I will quote the full question and answer
Calculate ∂f/∂x for f(x,y,t) = 3x2 +2xy + y1/2t - 5xt . With x(t) = t3 and y(t) = 2t5
The answer is given as ∂f/∂x = 6x + 2y -5t.
This looks to me like differentiating with respect to x while holding y and t constant even though x depends on t

7. Aug 2, 2017

### Dragon27

Probably because by $\partial f / \partial x$ they meant a partial derivative of the function $f$ with respect to the first argument.
Now that I think of it, it would make more sense to call the other case (differentiate $f$ over all of its variables with the use of the chain rule) taking a full derivative with respect to $x$ (when we look at $f$ as a function over $x$ only).

8. Aug 2, 2017

### FactChecker

Obviously this is a different example, but it certainly looks like you are correct about what they are doing.
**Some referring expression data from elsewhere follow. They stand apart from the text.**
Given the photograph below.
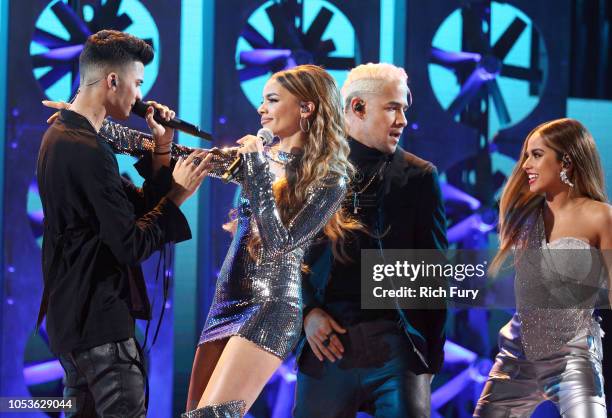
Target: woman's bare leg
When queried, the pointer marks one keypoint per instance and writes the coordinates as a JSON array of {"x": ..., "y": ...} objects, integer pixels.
[
  {"x": 206, "y": 358},
  {"x": 241, "y": 373}
]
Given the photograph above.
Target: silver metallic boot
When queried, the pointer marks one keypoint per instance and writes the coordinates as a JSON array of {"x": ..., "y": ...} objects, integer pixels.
[{"x": 231, "y": 409}]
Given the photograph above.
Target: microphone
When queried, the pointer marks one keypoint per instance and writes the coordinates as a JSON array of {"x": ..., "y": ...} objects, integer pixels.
[
  {"x": 140, "y": 109},
  {"x": 267, "y": 137}
]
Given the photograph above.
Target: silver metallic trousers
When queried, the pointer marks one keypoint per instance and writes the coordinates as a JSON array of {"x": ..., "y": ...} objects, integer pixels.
[{"x": 571, "y": 378}]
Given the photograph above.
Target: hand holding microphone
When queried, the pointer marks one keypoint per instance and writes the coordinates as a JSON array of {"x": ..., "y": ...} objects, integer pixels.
[{"x": 249, "y": 144}]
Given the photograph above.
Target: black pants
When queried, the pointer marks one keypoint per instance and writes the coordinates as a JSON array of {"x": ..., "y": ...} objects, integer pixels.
[
  {"x": 107, "y": 380},
  {"x": 378, "y": 374}
]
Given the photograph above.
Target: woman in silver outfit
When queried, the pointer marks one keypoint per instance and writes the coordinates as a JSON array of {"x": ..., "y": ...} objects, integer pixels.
[
  {"x": 555, "y": 220},
  {"x": 290, "y": 192}
]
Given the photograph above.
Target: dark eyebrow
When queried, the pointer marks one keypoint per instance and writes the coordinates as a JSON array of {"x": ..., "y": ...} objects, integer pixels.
[{"x": 397, "y": 104}]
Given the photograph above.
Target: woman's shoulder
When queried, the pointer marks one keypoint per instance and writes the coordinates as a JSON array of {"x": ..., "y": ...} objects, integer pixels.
[
  {"x": 597, "y": 215},
  {"x": 597, "y": 211}
]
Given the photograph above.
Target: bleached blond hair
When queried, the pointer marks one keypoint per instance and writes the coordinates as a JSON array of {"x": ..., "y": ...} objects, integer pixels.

I don't think that I agree, but maybe I am missing a trick. Is there any more explanation or context given for this example? What subject is this supposed to illustrate? There are techniques for handling constraints where I could understand their partial derivatives.

9. Aug 2, 2017

### dyn

It was just a question I found on partial derivatives. I understand that there is a difference between a partial derivative and a full/total derivative. My understanding is that a partial derivative means you treat all the other variables as constants but now i'm confused if one of the other variables is related to t ie. x(t) = t3

10. Aug 2, 2017

### Dragon27

If we took all dependencies into consideration $f$ would be a function of just one variable, kind of like $f(x,y(x),t(x))$, where each of $y$ and $t$ is itself a function of $x$, and we would have to find their derivatives with respect to $x$. That wouldn't be exactly a partial derivative.

Last edited: Aug 3, 2017
11. Aug 3, 2017

### dyn

I'm getting a bit confused now. Is the stated answer given above correct ? And if it is , why is it correct ?